= KHYG-1 =

Immortalized cell line

KHYG-1 is an immortalized cell line that bears the characteristics of NK cells. NK cells are a type of immune cell that are found in blood whose innate function is to kill viral infected cells, cells under stress and cancer cells. The KHYG-1 cell line was established in 1997 in the laboratory of M Yagita in the department of Clinical Immunology and Haematology, Tazuke-Kofukai Medical Research Institute, Kitano Hospital, Osaka, Japan. These cells were derived from the blood of 45-year old female suffering from aggressive Natural killer cell lymphoblastic leukemia/lymphoma. This cell line has been growing continuously, in the presence of IL-2, for 18 months after isolation and its doubling time is around 24-48h. The ability to proliferate was retained even after cryopreservation in liquid nitrogen.

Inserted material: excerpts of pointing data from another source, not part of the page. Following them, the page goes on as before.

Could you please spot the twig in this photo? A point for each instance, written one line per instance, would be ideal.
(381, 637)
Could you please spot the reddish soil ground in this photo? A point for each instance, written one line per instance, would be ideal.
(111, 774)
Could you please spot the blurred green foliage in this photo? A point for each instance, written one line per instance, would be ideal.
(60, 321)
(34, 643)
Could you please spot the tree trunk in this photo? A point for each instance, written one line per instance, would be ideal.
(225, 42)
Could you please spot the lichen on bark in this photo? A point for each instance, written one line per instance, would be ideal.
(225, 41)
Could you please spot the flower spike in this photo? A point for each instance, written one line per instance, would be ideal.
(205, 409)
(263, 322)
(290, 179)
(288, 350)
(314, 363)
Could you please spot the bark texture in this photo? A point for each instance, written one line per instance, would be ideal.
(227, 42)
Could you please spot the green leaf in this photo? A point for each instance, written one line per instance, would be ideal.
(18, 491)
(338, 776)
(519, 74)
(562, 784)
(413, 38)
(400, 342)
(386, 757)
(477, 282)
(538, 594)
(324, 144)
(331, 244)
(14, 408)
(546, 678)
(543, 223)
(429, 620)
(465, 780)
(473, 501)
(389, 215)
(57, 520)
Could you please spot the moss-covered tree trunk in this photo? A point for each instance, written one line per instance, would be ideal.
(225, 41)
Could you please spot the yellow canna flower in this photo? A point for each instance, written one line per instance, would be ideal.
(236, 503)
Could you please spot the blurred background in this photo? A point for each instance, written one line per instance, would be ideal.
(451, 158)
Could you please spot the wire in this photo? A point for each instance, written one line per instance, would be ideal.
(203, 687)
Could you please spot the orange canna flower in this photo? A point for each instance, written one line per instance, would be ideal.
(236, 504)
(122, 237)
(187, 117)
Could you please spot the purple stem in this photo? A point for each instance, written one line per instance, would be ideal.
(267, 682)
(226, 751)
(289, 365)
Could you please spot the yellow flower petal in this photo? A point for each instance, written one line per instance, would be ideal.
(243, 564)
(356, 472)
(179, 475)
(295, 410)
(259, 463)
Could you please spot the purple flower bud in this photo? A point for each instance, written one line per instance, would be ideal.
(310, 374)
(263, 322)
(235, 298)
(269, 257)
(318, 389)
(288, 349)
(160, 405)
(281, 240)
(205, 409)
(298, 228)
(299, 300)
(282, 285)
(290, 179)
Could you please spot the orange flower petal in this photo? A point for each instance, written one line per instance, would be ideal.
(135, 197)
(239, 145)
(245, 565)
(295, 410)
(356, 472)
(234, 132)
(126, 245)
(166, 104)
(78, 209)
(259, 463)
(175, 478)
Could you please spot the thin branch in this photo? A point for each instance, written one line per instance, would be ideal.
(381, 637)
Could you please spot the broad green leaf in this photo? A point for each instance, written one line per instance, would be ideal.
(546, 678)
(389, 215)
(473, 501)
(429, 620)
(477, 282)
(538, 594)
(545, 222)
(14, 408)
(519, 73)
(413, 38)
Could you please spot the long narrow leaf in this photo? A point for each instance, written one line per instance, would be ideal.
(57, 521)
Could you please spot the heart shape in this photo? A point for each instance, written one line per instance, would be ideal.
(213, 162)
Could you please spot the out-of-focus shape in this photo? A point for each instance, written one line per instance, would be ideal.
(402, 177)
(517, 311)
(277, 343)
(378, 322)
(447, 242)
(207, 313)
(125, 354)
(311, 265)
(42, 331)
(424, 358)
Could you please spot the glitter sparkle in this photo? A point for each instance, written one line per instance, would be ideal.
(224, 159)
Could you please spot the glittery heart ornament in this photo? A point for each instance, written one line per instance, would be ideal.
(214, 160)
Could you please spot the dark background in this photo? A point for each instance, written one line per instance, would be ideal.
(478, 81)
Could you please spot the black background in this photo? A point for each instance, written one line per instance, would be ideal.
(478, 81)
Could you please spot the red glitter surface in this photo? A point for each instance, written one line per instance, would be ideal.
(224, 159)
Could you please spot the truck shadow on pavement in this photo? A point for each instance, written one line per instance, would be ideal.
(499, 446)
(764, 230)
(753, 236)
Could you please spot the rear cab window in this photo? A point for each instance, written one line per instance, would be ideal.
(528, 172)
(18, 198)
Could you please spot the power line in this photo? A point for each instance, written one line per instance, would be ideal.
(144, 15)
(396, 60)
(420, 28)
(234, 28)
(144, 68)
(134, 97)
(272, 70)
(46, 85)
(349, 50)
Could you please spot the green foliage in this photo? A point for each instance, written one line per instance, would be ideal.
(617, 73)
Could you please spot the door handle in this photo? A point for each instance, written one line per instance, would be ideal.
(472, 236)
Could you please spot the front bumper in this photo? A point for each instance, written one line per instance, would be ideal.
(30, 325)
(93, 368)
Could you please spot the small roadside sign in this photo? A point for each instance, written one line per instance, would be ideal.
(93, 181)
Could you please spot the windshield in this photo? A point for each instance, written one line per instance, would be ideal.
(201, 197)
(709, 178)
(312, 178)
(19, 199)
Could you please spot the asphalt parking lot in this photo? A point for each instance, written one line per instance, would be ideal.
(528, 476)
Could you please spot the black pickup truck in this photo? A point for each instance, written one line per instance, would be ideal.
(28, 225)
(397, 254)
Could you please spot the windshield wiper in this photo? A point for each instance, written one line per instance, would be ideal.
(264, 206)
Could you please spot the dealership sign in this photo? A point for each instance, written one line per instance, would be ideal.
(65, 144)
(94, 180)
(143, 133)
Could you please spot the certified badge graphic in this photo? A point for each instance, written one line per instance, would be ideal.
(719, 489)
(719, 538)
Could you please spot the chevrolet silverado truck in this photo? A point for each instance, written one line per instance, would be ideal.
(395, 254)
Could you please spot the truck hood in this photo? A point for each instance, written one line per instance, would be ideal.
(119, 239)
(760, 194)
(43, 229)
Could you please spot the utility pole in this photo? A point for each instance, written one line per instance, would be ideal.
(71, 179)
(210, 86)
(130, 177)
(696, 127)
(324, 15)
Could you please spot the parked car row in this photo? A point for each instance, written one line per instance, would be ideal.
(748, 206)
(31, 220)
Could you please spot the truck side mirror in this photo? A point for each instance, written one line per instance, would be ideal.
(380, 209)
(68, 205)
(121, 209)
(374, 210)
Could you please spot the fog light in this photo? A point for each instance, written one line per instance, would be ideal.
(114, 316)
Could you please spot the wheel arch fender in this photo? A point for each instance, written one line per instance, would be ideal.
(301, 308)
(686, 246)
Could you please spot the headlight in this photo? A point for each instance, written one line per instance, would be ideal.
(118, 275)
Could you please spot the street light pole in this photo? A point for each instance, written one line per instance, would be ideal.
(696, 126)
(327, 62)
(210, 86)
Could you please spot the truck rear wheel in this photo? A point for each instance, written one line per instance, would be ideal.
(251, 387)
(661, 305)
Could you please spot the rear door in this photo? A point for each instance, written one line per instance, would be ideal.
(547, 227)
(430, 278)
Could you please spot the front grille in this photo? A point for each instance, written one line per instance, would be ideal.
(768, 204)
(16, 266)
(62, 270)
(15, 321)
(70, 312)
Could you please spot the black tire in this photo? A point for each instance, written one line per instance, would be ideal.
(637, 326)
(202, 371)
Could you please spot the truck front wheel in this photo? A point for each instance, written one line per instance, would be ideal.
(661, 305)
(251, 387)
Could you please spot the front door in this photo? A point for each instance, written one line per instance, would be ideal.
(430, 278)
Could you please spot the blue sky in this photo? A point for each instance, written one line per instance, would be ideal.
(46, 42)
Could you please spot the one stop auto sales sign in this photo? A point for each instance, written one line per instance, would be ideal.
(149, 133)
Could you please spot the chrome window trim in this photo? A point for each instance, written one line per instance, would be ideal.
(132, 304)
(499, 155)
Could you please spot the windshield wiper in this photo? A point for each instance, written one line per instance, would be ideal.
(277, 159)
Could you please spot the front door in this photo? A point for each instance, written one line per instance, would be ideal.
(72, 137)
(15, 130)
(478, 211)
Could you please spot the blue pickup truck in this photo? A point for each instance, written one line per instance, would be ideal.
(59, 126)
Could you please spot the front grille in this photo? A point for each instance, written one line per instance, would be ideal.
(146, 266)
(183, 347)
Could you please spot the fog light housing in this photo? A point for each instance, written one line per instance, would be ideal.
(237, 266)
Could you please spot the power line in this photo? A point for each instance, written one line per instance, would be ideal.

== Phenotype and function ==
KHYG-1 cells present similar morphology to leukemic cells with large nucleus, coarse chromatin, conspicuous nucleoli, and abundant cytoplasm with large number of granules. They also represent similar immunophenotype to the primary leukemia cells (CD2^{+}, sCD3^{−}, CD7^{+}, CD8^{+}, CD56^{+} and HLA-DR^{+}) and they carry the same point mutation in exon 7 of the TP53 (p53) gene with the difference that they lack CD57 and CD1 but expresses CD33. In the same case as NK-92 cell line these cells do not express CD16 and are therefore unable to perform antibody dependent cellular cytotoxicity (ADCC) and so kills their targets mostly by secretion of lytic granules which contain pore-forming protein perforin and apoptosis-inducing proteins granulysin and granzyme. The KHYG-1 cells show superior cytotoxic activity against K562 cells, which is immortalised myelogenous leukemia cell line commonly used as a target for NK cells. KHYG-1 cells express activating receptors NKp44 and NKG2D. The expression of these receptors together with constitutively high expression level of granzyme M, which expression is restricted in primary NK cells, and fully processed cleaved perforin in their granules is thought to be the cause of the increased cytotoxicity of KHYG-1 cell line. They are also able to secrete cytokines such as IFNγ and TNFα which can afterwards stimulate other immune cells and effect immune reaction. These attributes of KHYG-1 cells together with their ability to retain their function after irradiation makes them an interesting cell line as a model to the study of the mechanism of NK cell leukemogenesis and as a potential effector cell in NK cell-mediated cancer immunotherapy.

== Clinical relevance ==
In recent years there have been studies trying to harness KHYG-1 cells as a potential "Off the Shelf" therapy, mostly to be genetically engineered to recognize and kill specific human cancers by expressing chimeric antigen receptors (CARs). CAR-T cells have been recognized as a promising agent in immune-oncology treatment as the infusion of these cells has been shown to induce remissions in some patients with acute and chronic leukemia and lymphoma. However, CAR-T cell therapy comes with the danger of causing cytokine release syndrome and their production is expensive and have to be personalized for each patient. So, several research groups have investigated the possibility of CAR-NK cells which would overcome some of the difficulties connected with CAR-T cells. Arwen Stikvoot has investigated the possibility of using KHYG-1 cell line and to create CD38 CARs in KHYG-1 cells as a therapy option for the treatment of Multiple myeloma. Tsutomu Nakazawa created KHYG-1 cells with EGFRvIII-specific CAR which inhibited the growth of glioblastoma cells in vitro via apoptosis. Roos Vincken and Ana Ruiz-Saenz created a protocol to engineer KHYG-1 cell line stably expressing FCγRIIIa (CD16) and so capable of antibody-dependent cellular cytotoxicity. As of January 2024, KHYG-1 cells have not yet been used in any clinical trial, unlike NK-92 cells.